At various points in the race I had been 1st, 2nd and 3rd female, moving into the lead when those in front got lost, and being overtaken again when I got lost and so on. When climbing the monster hills I slipped into 4th, and after the last drinks station I lost sight of the 3rd female. I was tired, and decided I would be happy with fourth. Then about a mile from the finish I caught a big group of runners, including females number 2 and 3, who had stopped at a road crossing, not sure whether to turn right or left or continue straight ahead. They had tried all three options without finding any course markings, and were now very tired and frustrated. Having finally found the correct route the group ran en masse to the finish, and so I suddenly found myself sprinting to the finish line to claim 3rd place, despite having been so exhausted I had to walk for several minutes just two miles before. My time was 4.26. something (forgot to stop my Garmin), a new personal worst at this distance.
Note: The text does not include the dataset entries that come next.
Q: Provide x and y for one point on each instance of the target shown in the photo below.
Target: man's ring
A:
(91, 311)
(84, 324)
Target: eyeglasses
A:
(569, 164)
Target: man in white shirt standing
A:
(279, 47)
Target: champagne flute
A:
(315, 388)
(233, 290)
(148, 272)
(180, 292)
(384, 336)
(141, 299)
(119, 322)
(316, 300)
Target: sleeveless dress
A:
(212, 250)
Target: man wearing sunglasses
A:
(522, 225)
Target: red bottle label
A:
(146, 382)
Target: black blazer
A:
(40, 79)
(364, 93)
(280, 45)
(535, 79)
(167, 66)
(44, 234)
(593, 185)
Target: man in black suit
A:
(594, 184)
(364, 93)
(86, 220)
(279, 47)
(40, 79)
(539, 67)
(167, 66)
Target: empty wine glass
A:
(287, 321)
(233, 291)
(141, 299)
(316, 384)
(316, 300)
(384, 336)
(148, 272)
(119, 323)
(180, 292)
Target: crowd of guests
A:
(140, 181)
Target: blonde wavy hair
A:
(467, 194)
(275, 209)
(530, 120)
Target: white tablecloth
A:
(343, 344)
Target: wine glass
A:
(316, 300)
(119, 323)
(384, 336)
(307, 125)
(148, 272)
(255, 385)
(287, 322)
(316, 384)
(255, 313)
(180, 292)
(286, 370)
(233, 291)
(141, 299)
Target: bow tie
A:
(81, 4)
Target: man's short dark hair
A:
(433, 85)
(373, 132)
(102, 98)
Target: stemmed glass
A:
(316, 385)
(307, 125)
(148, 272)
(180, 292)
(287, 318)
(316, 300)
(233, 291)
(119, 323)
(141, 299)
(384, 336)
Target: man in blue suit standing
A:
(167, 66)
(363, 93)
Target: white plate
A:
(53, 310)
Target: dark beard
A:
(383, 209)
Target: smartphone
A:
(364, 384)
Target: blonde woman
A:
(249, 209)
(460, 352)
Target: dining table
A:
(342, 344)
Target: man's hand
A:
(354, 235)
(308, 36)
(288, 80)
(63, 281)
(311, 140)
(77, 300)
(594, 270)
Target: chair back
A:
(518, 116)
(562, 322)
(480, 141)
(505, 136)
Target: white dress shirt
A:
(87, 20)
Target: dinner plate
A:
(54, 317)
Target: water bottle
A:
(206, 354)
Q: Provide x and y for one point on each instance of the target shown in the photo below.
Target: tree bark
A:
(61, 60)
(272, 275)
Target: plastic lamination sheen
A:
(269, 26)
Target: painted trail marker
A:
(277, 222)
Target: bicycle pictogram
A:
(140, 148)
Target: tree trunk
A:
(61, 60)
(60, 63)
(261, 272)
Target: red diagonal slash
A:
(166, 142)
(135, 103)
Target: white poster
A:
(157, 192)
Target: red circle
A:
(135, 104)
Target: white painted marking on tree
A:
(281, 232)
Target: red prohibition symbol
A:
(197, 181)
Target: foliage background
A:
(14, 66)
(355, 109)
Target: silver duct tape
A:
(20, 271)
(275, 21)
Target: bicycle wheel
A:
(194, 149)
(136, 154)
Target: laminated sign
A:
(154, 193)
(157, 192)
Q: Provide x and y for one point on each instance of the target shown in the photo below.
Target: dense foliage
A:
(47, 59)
As the runners finished the big conversation topic became how many times we had been lost, and how many extra kilometers we had run. Everyone I spoke to had set a new PW, with several sub 3 hour marathoners taking more than 5 hours to complete this course. However, the frustration we had felt out on the trails was soon forgotten as we enjoyed the sunshine and compared our Garmin stats. The gentlemen I had been running with just before halfway had ended up running 49k, winning the unofficial «who clocked up the most bonus kilometers» competition. An hour after finishing I reluctantly said goodbye to my new friends and headed back to London. The day ended, appropriately enough, with me getting lost in Camden while trying to find a shop selling vegetarian shoes.
Despite getting lost, dehydrated and exhausted I had a good time. It is the races that do not go swimmingly you learn the most from, and I definitely learnt a lot during this inaugural Vanguard Way Marathon, e.g.:
- If using toe socks always check that you have both a left and a right sock.
- Do not trust the runner in front of you to know the way or find the correct markings.
- Do not make the mistake of assuming that the trails will be nice and even or the course pancake flat just because you are on the outskirts of London. This was an unexpectedly tough marathon.
However, the most important thing I learnt was that even in Central London you are only a short train journey away from great trails and beautiful countryside. It is very tempting to return next year to have another go at navigating the Vanguard Way.